Latest update : 2015-10-20

As COP 21 – the landmark climate change conference in Paris – looms, the World Bank’s President Jim Yong Kim told FRANCE 24 why his organisation believes carbon pricing schemes are the key to drastically reducing the world’s greenhouse gas emissions.

“We know there is a cost to putting carbon into the air that can be translated directly into human lives, for example – carbon-based pollution takes the lives of millions of people every year,” said Kim

“But we haven’t been incorporating that cost into the way we do business. Through taxes, through fees, through trading schemes, we simply want the actual cost of putting carbon in the air to be reflected in everything we do.”

This will drive greater innovation and investment in green energy technology, he believes, that would allow the world to “reduce the carbon footprint dramatically”.

So far, just a handful of countries – including Mexico, Chile and the European Union states – have a national carbon pricing scheme in place.

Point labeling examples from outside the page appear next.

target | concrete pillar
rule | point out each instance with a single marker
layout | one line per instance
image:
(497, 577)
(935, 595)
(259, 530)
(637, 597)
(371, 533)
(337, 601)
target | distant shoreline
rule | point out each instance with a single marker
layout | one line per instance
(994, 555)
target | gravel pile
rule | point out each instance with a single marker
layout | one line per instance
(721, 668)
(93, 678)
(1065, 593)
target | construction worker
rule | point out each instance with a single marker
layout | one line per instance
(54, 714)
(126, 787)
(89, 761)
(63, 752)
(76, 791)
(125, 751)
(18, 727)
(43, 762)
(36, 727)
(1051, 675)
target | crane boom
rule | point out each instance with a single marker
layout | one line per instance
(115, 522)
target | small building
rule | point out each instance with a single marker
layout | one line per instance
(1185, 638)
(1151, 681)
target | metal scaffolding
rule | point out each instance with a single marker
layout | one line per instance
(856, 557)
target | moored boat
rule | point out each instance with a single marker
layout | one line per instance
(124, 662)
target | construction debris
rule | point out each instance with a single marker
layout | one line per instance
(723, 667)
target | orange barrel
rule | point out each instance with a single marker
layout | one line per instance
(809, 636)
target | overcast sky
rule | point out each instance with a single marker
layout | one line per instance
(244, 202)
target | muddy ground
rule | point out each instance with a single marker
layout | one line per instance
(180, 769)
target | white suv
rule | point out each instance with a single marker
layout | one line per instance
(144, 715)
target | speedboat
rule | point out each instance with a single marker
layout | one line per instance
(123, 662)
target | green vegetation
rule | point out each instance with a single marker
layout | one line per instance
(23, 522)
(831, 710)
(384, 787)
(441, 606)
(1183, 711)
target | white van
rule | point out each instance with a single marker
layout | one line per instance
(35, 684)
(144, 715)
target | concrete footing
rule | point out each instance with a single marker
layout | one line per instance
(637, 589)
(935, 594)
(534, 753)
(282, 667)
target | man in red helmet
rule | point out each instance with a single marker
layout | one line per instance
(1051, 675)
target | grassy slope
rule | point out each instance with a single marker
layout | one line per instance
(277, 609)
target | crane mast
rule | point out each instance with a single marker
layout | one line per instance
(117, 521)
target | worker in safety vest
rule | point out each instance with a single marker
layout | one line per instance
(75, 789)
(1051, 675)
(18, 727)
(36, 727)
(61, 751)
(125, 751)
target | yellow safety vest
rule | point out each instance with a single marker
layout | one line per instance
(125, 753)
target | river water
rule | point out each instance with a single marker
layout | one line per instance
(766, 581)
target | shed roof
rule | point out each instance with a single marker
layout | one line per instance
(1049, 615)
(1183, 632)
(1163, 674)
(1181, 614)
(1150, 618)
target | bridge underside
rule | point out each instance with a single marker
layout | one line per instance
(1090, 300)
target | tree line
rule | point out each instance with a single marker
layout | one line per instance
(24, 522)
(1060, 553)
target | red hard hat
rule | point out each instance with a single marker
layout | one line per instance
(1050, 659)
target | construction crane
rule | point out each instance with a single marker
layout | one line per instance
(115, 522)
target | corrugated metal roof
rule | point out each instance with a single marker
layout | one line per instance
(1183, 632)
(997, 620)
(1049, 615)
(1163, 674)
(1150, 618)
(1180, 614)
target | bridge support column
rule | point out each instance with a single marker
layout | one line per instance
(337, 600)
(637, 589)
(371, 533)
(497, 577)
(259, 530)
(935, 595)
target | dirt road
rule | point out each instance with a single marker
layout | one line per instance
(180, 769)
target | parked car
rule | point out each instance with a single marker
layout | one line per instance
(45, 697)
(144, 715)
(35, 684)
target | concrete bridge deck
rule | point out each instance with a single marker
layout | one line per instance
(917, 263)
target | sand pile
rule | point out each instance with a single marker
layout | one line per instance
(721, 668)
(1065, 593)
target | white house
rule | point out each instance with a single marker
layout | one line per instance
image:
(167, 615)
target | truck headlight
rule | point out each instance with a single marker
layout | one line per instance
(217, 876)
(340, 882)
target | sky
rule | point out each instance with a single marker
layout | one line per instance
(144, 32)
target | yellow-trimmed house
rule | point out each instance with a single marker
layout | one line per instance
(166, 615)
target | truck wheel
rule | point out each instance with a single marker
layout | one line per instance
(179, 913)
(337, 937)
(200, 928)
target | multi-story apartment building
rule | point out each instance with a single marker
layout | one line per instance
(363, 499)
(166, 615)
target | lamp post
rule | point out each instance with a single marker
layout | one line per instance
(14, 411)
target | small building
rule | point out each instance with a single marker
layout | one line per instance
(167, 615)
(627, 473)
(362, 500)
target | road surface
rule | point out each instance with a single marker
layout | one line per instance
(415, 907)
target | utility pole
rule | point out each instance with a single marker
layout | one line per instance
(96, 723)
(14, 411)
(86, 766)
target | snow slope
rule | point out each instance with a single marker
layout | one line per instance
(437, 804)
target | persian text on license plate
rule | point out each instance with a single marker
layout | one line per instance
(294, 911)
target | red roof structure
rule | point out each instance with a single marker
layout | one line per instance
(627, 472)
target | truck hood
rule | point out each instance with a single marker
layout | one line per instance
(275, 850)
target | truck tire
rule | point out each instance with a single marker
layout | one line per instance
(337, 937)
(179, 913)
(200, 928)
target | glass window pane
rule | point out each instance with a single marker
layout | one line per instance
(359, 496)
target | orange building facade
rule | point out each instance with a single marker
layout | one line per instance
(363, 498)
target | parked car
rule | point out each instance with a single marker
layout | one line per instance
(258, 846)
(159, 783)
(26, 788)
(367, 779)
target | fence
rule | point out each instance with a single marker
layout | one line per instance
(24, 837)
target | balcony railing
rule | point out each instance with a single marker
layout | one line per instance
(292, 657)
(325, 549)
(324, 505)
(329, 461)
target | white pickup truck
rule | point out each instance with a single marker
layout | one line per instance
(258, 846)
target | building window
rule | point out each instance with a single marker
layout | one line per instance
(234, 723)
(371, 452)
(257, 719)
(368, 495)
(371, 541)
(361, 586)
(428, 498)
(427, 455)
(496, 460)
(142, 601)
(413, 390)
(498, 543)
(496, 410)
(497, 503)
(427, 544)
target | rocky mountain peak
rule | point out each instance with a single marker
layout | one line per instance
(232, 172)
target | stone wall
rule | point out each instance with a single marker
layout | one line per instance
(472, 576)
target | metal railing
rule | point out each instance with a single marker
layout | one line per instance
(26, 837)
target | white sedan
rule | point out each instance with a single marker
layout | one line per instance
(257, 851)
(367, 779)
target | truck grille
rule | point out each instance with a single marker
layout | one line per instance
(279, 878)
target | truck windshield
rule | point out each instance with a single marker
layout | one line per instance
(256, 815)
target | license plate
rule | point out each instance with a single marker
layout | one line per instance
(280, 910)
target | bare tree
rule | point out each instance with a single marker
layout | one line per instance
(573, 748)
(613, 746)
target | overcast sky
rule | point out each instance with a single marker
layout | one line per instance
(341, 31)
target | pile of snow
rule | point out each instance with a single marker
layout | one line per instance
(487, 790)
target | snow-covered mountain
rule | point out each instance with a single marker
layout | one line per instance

But Kim believes that there is a growing international support for such schemes, with the world’s biggest polluter China among nations set to introduce country-wide carbon pricing in the near future.

Kim said that around 80 of the approximately 150 nations that have pledged to reduce carbon emissions ahead of the Paris talks have included some sort of carbon pricing initiatives in their commitments.

Nevertheless, the World Bank is not pushing for carbon pricing to form part of the COP 21 negotiations, believing opposition by some countries would make an agreement too hard to reach.

“The key is we have got to get to an agreement in Paris,” said Kim. “Right now, the negotiations are very complicated, any time you try to get 190 plus countries to agree on a way forward it’s complicated.”